How do ballast water, pitch angle, and tower material impact the optimization of a concrete semisubmersible floating offshore wind turbine?

Despite significant progress in floating offshore wind turbine (FOWT) technology , there are still several challenges, including the design of a cost-effective system. Considerable research has been dedicated to optimizing the floating platform geometry, layout, dimensions, and weight over the past few years, with some focusing on semisubmersible platforms, where steel is often used for both the platform and tower. However, concrete FOWTs may be more cost-effective and reduce the carbon footprint. Other areas requiring further research include the impact of the tower material, maximum inclination angle, and confining ballast water within dimensionally variable compartments during optimization.
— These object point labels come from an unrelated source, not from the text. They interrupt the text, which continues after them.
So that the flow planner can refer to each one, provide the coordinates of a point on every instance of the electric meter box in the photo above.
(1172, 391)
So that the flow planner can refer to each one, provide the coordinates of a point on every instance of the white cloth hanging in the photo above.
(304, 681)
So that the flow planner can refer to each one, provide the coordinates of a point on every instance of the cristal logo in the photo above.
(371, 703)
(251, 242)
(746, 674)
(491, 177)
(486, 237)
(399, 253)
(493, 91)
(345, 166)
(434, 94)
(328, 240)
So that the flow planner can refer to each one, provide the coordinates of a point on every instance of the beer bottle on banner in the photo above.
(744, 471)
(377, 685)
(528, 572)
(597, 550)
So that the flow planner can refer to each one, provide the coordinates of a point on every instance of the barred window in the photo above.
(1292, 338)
The study aims to address these points through a hydrostatic optimization of a novel 15 MW concrete semisubmersible FOWT using a genetic algorithm method. The results show that the platform mass reduction for pitch angles larger than 6 degrees is lower compared to that for angles smaller than 6 degrees regardless of the tower material. Moreover, confining the ballast water inside dimensionally variable compartments leads to a lower semisubmersible platform weight. Finally, an initial comparison of raw material costs shows that a concrete platform with a steel tower offers the most cost-effective solution compared to a FOWT entirely made from steel or concrete.